A Backstage Pass to the Super Bowl of Taxidermy

This year, hundreds of competitors gathered together for the World Taxidermy Championships.

The World Taxidermy & Fish Carving Championships is the Super Bowl of mammalian makeovers and avian artistry.

The annual extravaganza draws the the best taxidermists from throughout the world, every one of them eager to prove their dead animal is the most lifelike. This year's event saw artists---and they are artists---from 47 states and 14 countries descend on Springfield, Missouri, with everything from rainbow trout to Bigfoot.

Yes, Bigfoot.

All told, over 500 creatures filled the convention center, and Norwegian photographer Helge Skodvin was there to take it all in. He had no shortage of materials---beyond the competitors, there were 145 booths brimming with the latest innovations of their craft including urethane body parts and glass eyes. But Skodvin focused on the creatures and their creators coming and going. Seeing a bighorn sheep getting fluffed with a leaf blower or a cheetah having its whiskers combed in a parking lot provides a surreal break to the realism taxidermists strive to portray.

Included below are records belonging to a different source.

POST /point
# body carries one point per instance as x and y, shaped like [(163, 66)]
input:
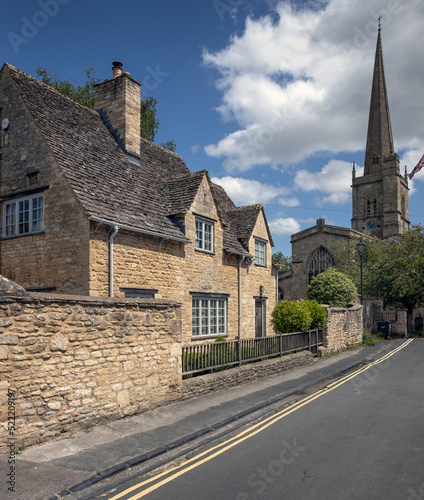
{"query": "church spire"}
[(379, 139)]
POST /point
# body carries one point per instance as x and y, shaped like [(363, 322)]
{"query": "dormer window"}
[(204, 235), (23, 216)]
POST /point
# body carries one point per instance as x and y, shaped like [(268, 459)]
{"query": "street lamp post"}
[(361, 249)]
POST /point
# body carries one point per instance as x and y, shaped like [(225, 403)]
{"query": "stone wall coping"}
[(90, 301), (351, 307)]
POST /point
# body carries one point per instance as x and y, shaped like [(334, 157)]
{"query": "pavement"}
[(65, 467)]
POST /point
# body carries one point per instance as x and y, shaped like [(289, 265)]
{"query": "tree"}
[(84, 94), (333, 288), (392, 269), (281, 259), (171, 145), (149, 124)]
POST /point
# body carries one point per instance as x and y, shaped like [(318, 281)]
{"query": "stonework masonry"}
[(59, 254), (198, 386), (74, 362), (344, 328)]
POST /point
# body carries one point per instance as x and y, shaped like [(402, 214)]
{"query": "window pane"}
[(204, 236), (37, 214), (208, 237), (260, 253), (195, 318), (10, 229), (209, 317), (199, 234), (23, 217)]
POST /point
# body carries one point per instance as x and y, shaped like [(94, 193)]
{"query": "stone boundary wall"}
[(67, 363), (344, 328), (198, 386)]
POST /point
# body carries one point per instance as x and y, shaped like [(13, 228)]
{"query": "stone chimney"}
[(118, 101)]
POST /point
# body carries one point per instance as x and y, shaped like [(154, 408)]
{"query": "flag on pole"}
[(417, 168)]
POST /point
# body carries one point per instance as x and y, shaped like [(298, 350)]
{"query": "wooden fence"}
[(208, 356)]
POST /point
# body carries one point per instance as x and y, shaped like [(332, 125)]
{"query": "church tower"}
[(380, 203)]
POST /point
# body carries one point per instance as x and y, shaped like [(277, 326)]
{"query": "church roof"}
[(114, 189), (379, 138)]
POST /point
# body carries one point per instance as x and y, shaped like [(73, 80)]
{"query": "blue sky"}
[(270, 96)]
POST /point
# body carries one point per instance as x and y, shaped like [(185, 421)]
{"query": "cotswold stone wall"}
[(344, 328), (229, 378), (67, 363)]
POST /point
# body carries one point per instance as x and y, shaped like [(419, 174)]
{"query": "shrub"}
[(291, 316), (318, 313), (333, 288)]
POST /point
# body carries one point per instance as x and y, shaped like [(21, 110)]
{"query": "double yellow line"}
[(246, 434)]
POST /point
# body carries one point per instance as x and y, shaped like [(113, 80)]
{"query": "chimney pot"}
[(117, 69)]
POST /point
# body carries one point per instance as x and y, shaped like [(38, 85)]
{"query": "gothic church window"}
[(372, 207), (321, 260)]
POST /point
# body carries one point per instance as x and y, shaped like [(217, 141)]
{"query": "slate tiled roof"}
[(111, 187)]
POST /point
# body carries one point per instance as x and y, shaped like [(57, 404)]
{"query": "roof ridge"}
[(45, 85)]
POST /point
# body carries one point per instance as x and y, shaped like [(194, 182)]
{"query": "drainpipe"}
[(241, 260), (111, 237)]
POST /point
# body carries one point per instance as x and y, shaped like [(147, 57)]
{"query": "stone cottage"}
[(89, 208)]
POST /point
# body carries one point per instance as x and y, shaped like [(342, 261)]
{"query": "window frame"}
[(209, 316), (200, 241), (23, 216), (260, 260)]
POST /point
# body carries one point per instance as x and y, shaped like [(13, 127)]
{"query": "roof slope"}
[(111, 187)]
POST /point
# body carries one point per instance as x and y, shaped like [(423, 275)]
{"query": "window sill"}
[(203, 337), (22, 235), (209, 252)]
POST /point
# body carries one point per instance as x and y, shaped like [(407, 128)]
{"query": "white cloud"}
[(333, 180), (289, 202), (283, 226), (248, 192), (301, 84)]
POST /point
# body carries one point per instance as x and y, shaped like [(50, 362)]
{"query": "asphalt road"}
[(360, 437)]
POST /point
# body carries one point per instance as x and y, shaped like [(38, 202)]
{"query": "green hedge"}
[(298, 315)]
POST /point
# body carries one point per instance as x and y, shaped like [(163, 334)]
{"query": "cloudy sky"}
[(271, 97)]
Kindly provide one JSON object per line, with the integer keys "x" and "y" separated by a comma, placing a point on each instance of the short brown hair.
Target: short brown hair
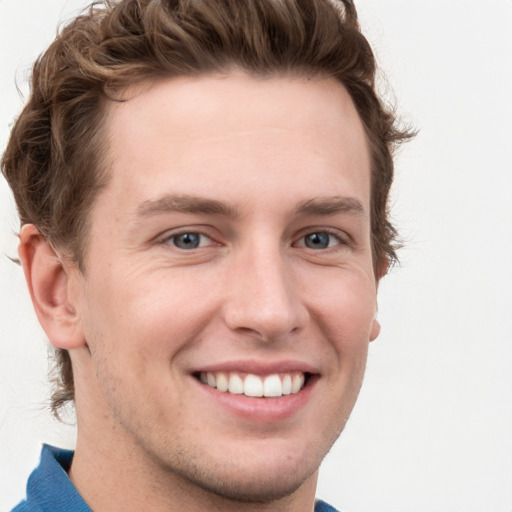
{"x": 55, "y": 159}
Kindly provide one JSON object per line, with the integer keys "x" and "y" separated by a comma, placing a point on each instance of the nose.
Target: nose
{"x": 265, "y": 298}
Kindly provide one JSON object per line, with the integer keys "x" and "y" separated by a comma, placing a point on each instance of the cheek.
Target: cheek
{"x": 345, "y": 310}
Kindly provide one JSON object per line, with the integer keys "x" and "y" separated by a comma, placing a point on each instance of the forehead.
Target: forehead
{"x": 240, "y": 135}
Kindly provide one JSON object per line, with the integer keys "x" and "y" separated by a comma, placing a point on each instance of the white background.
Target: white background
{"x": 432, "y": 430}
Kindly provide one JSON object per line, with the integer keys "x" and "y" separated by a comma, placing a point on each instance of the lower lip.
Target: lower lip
{"x": 265, "y": 410}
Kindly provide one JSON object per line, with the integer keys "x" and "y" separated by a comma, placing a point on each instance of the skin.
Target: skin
{"x": 278, "y": 159}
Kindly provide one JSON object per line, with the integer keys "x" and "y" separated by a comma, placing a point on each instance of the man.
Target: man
{"x": 202, "y": 188}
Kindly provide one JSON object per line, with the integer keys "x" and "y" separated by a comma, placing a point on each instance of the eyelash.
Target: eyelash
{"x": 170, "y": 239}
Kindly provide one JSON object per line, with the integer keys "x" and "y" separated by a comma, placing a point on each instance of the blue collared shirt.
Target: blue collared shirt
{"x": 49, "y": 488}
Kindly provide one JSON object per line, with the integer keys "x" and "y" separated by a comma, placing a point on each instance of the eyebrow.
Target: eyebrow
{"x": 331, "y": 206}
{"x": 199, "y": 205}
{"x": 185, "y": 204}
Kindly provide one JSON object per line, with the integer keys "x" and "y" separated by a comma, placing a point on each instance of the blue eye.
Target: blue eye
{"x": 320, "y": 240}
{"x": 187, "y": 240}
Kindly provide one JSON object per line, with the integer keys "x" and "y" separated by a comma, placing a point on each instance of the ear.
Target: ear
{"x": 47, "y": 280}
{"x": 381, "y": 270}
{"x": 375, "y": 331}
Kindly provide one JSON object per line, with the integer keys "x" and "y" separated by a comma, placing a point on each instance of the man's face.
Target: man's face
{"x": 231, "y": 248}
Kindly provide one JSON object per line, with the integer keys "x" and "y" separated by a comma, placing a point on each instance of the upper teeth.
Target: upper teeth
{"x": 253, "y": 385}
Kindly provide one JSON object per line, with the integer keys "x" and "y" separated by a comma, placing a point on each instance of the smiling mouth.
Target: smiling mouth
{"x": 251, "y": 385}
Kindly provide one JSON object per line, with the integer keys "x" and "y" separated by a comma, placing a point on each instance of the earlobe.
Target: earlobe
{"x": 47, "y": 280}
{"x": 375, "y": 329}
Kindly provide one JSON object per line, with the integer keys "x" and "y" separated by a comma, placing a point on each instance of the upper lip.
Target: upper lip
{"x": 259, "y": 367}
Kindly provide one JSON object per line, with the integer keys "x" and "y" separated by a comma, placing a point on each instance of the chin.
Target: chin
{"x": 257, "y": 485}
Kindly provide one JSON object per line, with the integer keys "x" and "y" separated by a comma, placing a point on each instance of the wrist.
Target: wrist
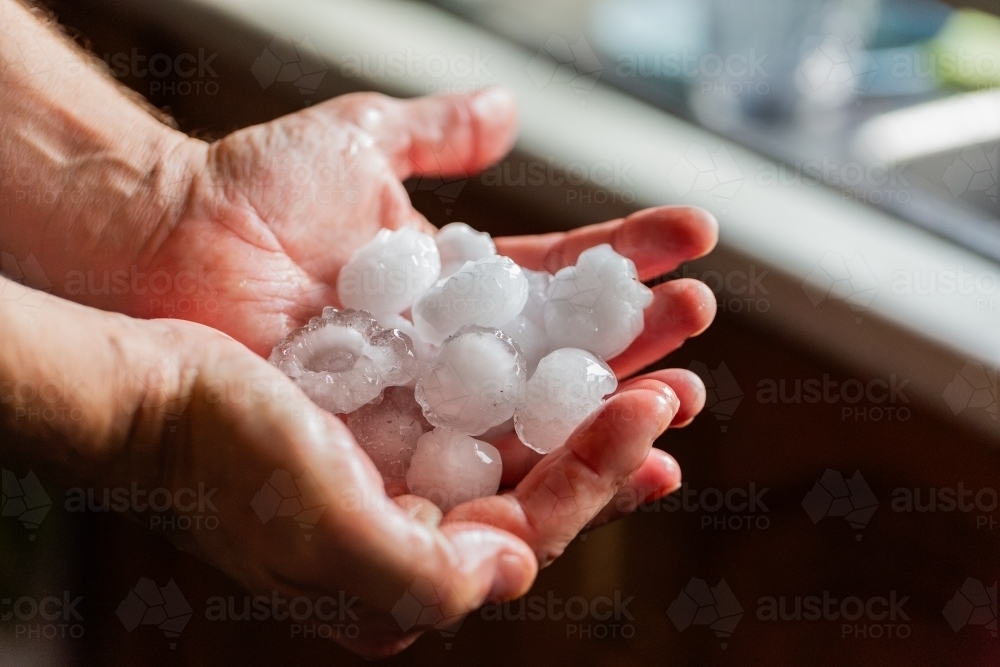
{"x": 81, "y": 391}
{"x": 88, "y": 178}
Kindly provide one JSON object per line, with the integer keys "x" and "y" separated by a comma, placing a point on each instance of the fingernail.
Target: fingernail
{"x": 671, "y": 470}
{"x": 673, "y": 405}
{"x": 513, "y": 578}
{"x": 494, "y": 106}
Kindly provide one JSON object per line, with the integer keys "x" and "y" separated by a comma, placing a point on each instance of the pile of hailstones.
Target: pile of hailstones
{"x": 445, "y": 345}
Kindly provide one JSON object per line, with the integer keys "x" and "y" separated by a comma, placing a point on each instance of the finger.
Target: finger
{"x": 438, "y": 135}
{"x": 690, "y": 390}
{"x": 518, "y": 459}
{"x": 681, "y": 309}
{"x": 568, "y": 488}
{"x": 419, "y": 509}
{"x": 656, "y": 239}
{"x": 658, "y": 476}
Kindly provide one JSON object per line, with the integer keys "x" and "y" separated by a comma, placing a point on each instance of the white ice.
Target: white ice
{"x": 596, "y": 305}
{"x": 474, "y": 383}
{"x": 567, "y": 387}
{"x": 426, "y": 352}
{"x": 388, "y": 429}
{"x": 459, "y": 243}
{"x": 343, "y": 359}
{"x": 488, "y": 292}
{"x": 388, "y": 273}
{"x": 538, "y": 288}
{"x": 450, "y": 468}
{"x": 530, "y": 338}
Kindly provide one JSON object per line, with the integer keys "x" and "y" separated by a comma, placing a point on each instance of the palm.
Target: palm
{"x": 279, "y": 208}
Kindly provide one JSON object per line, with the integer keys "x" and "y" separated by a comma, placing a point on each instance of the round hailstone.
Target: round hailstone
{"x": 567, "y": 387}
{"x": 387, "y": 274}
{"x": 530, "y": 338}
{"x": 538, "y": 288}
{"x": 488, "y": 292}
{"x": 458, "y": 243}
{"x": 343, "y": 359}
{"x": 388, "y": 429}
{"x": 425, "y": 351}
{"x": 450, "y": 468}
{"x": 474, "y": 383}
{"x": 596, "y": 305}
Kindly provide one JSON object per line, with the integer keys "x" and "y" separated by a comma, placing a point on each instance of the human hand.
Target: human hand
{"x": 176, "y": 405}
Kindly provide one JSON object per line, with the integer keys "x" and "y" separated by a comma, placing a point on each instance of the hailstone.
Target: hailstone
{"x": 388, "y": 429}
{"x": 343, "y": 359}
{"x": 474, "y": 383}
{"x": 596, "y": 305}
{"x": 458, "y": 243}
{"x": 450, "y": 468}
{"x": 488, "y": 292}
{"x": 567, "y": 387}
{"x": 388, "y": 273}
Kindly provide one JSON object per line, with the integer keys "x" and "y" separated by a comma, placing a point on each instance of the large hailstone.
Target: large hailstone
{"x": 474, "y": 383}
{"x": 596, "y": 305}
{"x": 388, "y": 429}
{"x": 450, "y": 468}
{"x": 344, "y": 359}
{"x": 458, "y": 243}
{"x": 567, "y": 387}
{"x": 530, "y": 338}
{"x": 538, "y": 290}
{"x": 425, "y": 351}
{"x": 387, "y": 274}
{"x": 488, "y": 293}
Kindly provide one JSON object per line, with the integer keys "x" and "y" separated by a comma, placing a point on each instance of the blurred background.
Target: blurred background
{"x": 847, "y": 458}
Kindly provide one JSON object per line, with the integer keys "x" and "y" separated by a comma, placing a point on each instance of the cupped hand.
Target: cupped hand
{"x": 272, "y": 214}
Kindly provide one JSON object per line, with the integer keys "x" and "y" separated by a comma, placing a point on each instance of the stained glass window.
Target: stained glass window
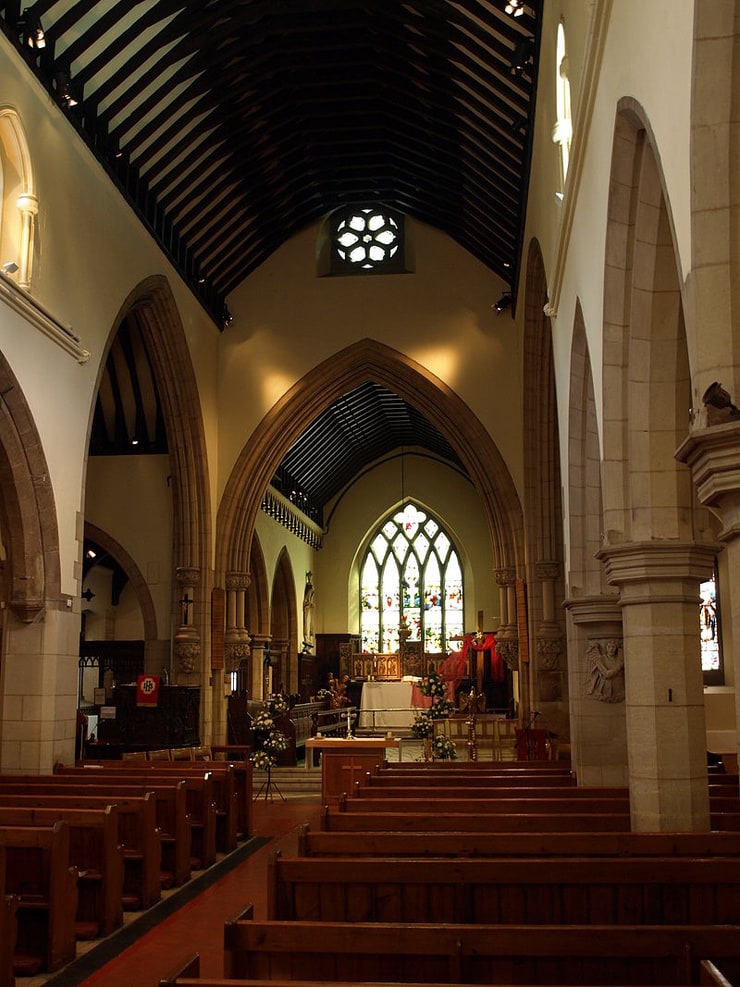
{"x": 411, "y": 573}
{"x": 711, "y": 655}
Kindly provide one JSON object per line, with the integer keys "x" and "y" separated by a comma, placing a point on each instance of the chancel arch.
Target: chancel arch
{"x": 151, "y": 311}
{"x": 652, "y": 551}
{"x": 367, "y": 360}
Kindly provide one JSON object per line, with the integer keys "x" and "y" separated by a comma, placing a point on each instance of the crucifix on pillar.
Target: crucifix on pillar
{"x": 185, "y": 603}
{"x": 480, "y": 655}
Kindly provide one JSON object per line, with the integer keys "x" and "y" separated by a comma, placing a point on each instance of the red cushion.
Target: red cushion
{"x": 86, "y": 930}
{"x": 27, "y": 965}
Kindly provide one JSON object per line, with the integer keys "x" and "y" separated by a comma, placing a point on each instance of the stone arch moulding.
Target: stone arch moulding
{"x": 138, "y": 583}
{"x": 154, "y": 306}
{"x": 28, "y": 506}
{"x": 367, "y": 360}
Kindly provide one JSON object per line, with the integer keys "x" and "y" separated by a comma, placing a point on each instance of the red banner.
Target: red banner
{"x": 147, "y": 690}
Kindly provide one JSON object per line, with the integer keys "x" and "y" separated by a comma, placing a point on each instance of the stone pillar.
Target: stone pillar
{"x": 598, "y": 722}
{"x": 187, "y": 637}
{"x": 713, "y": 455}
{"x": 507, "y": 635}
{"x": 549, "y": 671}
{"x": 260, "y": 642}
{"x": 666, "y": 732}
{"x": 236, "y": 638}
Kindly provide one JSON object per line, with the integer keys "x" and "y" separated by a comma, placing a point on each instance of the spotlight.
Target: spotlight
{"x": 521, "y": 57}
{"x": 716, "y": 396}
{"x": 64, "y": 90}
{"x": 515, "y": 8}
{"x": 32, "y": 32}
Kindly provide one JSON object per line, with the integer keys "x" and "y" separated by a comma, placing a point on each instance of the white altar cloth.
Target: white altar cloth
{"x": 386, "y": 706}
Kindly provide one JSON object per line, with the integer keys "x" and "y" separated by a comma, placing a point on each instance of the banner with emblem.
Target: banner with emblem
{"x": 147, "y": 690}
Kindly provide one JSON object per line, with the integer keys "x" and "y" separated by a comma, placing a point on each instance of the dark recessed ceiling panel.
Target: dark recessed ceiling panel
{"x": 229, "y": 125}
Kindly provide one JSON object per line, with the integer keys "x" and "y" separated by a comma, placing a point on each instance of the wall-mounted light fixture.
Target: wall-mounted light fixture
{"x": 717, "y": 397}
{"x": 503, "y": 303}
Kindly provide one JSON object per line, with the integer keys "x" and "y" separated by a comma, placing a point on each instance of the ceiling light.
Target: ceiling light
{"x": 32, "y": 32}
{"x": 522, "y": 56}
{"x": 503, "y": 302}
{"x": 64, "y": 90}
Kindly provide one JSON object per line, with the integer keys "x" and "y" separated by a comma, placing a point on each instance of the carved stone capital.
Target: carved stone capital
{"x": 238, "y": 580}
{"x": 26, "y": 610}
{"x": 187, "y": 575}
{"x": 509, "y": 651}
{"x": 547, "y": 570}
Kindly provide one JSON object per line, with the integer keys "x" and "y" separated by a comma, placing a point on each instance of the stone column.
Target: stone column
{"x": 187, "y": 637}
{"x": 549, "y": 672}
{"x": 666, "y": 732}
{"x": 507, "y": 636}
{"x": 236, "y": 638}
{"x": 259, "y": 643}
{"x": 598, "y": 723}
{"x": 713, "y": 455}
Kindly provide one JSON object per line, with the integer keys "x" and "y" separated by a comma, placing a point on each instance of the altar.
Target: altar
{"x": 387, "y": 706}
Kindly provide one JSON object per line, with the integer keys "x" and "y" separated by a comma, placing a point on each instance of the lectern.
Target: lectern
{"x": 344, "y": 761}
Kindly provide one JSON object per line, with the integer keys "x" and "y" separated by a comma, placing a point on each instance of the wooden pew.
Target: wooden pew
{"x": 492, "y": 890}
{"x": 200, "y": 798}
{"x": 233, "y": 797}
{"x": 480, "y": 954}
{"x": 39, "y": 874}
{"x": 96, "y": 853}
{"x": 138, "y": 835}
{"x": 8, "y": 931}
{"x": 518, "y": 844}
{"x": 170, "y": 799}
{"x": 485, "y": 803}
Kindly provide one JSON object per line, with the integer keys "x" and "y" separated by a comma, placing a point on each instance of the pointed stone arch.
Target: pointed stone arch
{"x": 29, "y": 511}
{"x": 363, "y": 361}
{"x": 283, "y": 629}
{"x": 135, "y": 577}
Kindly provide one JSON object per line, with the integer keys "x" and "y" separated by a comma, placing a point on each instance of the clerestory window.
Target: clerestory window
{"x": 367, "y": 239}
{"x": 411, "y": 577}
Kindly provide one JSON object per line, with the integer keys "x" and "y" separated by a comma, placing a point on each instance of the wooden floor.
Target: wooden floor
{"x": 197, "y": 926}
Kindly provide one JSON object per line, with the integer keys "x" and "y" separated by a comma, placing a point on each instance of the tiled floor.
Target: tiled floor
{"x": 197, "y": 926}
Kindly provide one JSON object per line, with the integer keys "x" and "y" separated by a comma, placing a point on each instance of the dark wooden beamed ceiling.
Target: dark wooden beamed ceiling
{"x": 230, "y": 125}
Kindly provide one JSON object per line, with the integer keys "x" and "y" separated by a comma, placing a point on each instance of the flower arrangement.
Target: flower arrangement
{"x": 263, "y": 722}
{"x": 443, "y": 749}
{"x": 423, "y": 726}
{"x": 262, "y": 760}
{"x": 271, "y": 741}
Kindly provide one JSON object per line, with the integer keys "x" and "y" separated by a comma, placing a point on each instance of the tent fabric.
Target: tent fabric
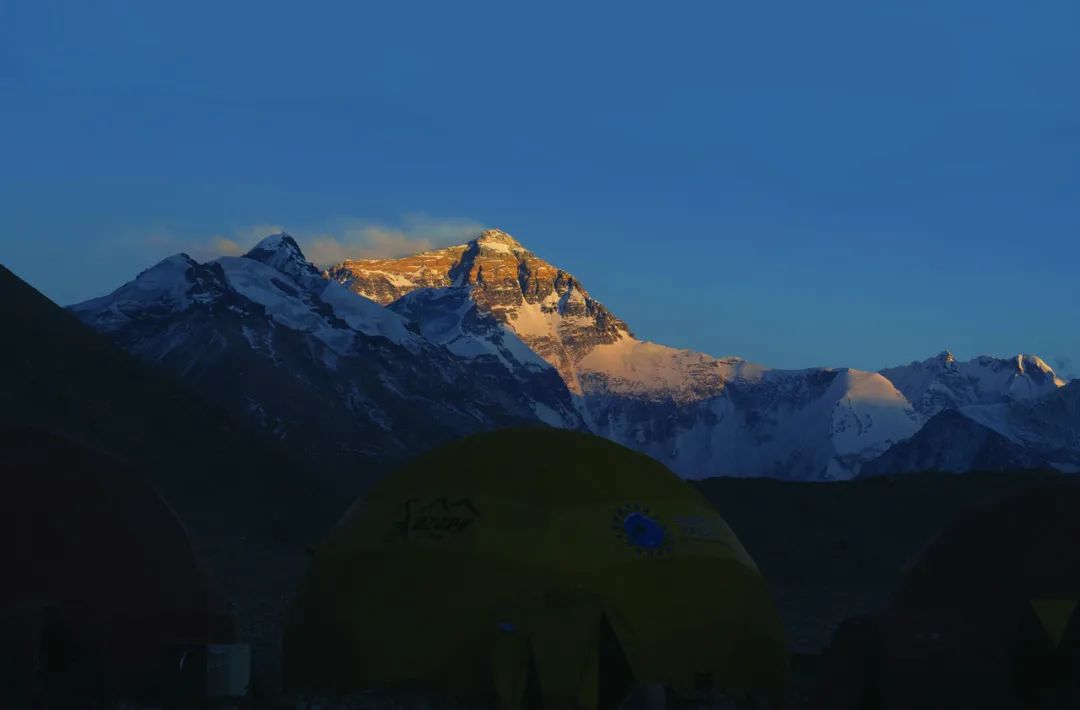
{"x": 541, "y": 534}
{"x": 914, "y": 658}
{"x": 94, "y": 553}
{"x": 1008, "y": 552}
{"x": 986, "y": 617}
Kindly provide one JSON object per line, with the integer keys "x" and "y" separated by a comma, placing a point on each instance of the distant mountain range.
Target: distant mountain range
{"x": 372, "y": 360}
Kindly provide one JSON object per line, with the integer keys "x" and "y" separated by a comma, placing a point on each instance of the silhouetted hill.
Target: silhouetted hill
{"x": 248, "y": 508}
{"x": 834, "y": 550}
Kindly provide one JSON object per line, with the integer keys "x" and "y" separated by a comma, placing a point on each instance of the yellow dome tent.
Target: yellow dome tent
{"x": 535, "y": 563}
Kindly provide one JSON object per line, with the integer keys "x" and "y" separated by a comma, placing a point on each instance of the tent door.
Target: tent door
{"x": 615, "y": 677}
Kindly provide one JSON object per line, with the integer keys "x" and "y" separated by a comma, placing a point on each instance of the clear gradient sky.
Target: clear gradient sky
{"x": 847, "y": 184}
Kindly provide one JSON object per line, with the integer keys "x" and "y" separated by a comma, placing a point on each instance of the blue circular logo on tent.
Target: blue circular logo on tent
{"x": 640, "y": 530}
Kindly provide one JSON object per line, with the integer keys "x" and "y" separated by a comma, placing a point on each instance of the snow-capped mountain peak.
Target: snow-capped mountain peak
{"x": 282, "y": 253}
{"x": 498, "y": 241}
{"x": 944, "y": 383}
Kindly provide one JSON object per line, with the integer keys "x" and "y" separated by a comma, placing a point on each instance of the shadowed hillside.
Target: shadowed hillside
{"x": 247, "y": 507}
{"x": 834, "y": 550}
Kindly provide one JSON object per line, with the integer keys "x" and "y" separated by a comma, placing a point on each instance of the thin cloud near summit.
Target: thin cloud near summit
{"x": 346, "y": 239}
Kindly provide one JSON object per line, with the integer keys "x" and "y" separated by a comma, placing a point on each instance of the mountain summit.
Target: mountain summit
{"x": 374, "y": 359}
{"x": 542, "y": 305}
{"x": 699, "y": 414}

“I like to see the animals completely out of their element," Skodvin says. "They look totally lost and vulnerable."

Helge Skodvin/Moment/INSTITUTE

Animals are judged on their lifelike quality and accurate, dramatic poses (two pheasants forever caught in a mid-air squabble took best in show---along with $1,000 and bragging rights), but there's something creepy about it that intrigued Skodvin. "With taxidermy, there’s so many layers behind the images," he says. "Here’s a lion that’s been shot and stuffed and put on display. Is it nature? Is it culture? It’s fascinating."

Skodvin's series is equal parts macabre and comical. There's a tender intimacy in how contestants care for their creations, gently posing and preening them. But the magnificent lions frozen in place are reduced to a shadow of their once untamed life. One display left a particularly deep impression on the photographer: three mountain goats arranged in a group, with two lying down and the third standing nearby. Alongside the piece was a photograph of what appeared to be the same animals, in the same positions. "I thought, 'Wow, did someone shoot this picture and then shoot these three animals?'" he says. "That was disturbing."

The dichotomy is what keeps Skodvin interested in his unusual wildlife photography. Despite his mixed feelings, he says events like the World Taxidermy Championships exposed him to a culture that he's come to appreciate. "It was really good fun," he says. "You might think maybe they’re strange or morbid people, but they’re really very nice."